How many gays?
HIV-positive heterosexuals outnumber HIV-positive homosexuals. So if you're counting, count everyone in.
The Supreme Court asked the Government of India last week: how many gays does India have? Was this a rhetorical query, along the lines of asking how many roads must a man walk down (before he knows that he's a heterosexual male)? Or was it a more serious question? Coming from the apex court, we assume it's the latter. The court was responding to a petition challenging the 2009 Delhi High Court verdict that decriminalised homosexuality. The opposition is based on the belief that there is a high correlation between homosexuals and HIV-infected. To confirm or deny this, the court requires data on the number of homosexuals and HIV-infected among them.
The percentage of sexually active homosexuals with HIV is much higher than with their heterosexual counterparts. Figures point to 2.39 million HIV-infected people in India. According to the National Aids Control Organisation (Naco), there are 2.35 million homosexuals and transgenders in the country, of which 7.3% are HIV-positive. This, in percentage terms, is far higher than those infected with HIV in the general population (.31%). Which, of course, doesn't tell you the full story. Because in pure numbers, there are more HIV-positive heterosexuals than HIV-positive homosexuals. One can hardly suggest a law that makes heterosexual intercourse — a prime route for HIV transmission — illegal.
The risk of contracting HIV increases when one engages with regular multiple sexual partners. This isn't a moral statement but a fact based on empirical evidence. Having mutliple sexual partners is not a 'homosexual' trait alone.

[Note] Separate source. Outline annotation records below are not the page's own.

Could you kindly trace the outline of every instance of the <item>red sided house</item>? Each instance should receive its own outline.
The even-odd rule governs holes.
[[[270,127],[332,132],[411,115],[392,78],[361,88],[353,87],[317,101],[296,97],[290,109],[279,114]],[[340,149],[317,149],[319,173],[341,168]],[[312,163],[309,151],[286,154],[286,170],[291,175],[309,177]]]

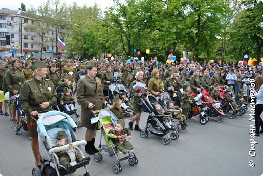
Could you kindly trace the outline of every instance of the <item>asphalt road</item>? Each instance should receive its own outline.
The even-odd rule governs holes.
[[[79,105],[77,106],[80,112]],[[180,131],[180,137],[167,146],[162,143],[161,137],[150,134],[145,139],[139,133],[133,131],[130,142],[139,160],[138,164],[131,166],[128,161],[121,162],[122,175],[261,175],[263,174],[263,135],[251,138],[249,135],[250,109],[242,117],[234,119],[228,118],[222,123],[211,118],[205,125],[201,125],[197,116],[188,120],[189,127]],[[140,126],[146,124],[147,113],[143,113]],[[76,120],[76,118],[73,118]],[[30,175],[34,166],[31,143],[27,132],[22,129],[14,134],[9,118],[0,116],[1,157],[0,175]],[[126,126],[128,118],[125,119]],[[85,129],[78,128],[79,139],[84,139]],[[100,132],[95,142],[99,143]],[[256,156],[249,155],[251,140],[258,143],[254,145]],[[102,143],[105,144],[102,139]],[[84,151],[84,148],[82,150]],[[83,152],[85,156],[88,155]],[[252,154],[253,154],[252,153]],[[116,158],[103,152],[103,159],[96,163],[91,156],[88,168],[92,175],[114,175],[112,166],[117,164]],[[249,166],[252,160],[254,167]],[[84,168],[79,168],[72,175],[83,175]]]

But because of the social and legal cloisters in which a gay person exists, having multiple partners for many are the only route for leading a sexually active life. So even as the government provides the court with the data, let the court also consider the fact that socially and legally, monogamy is encouraged by the institution of (heterosexual) marriage. Providing gays with the same option won't wipe out the choice of having multiple sexual partners. (It certainly hasn't for heterosexuals.) It will provide an encouraging nudge of ‘settling down' with one partner, that in turn will cut down the risk of becoming HIV-infected. With condom-use, rather than sexual orientation, being the decider of what amounts to safe sex.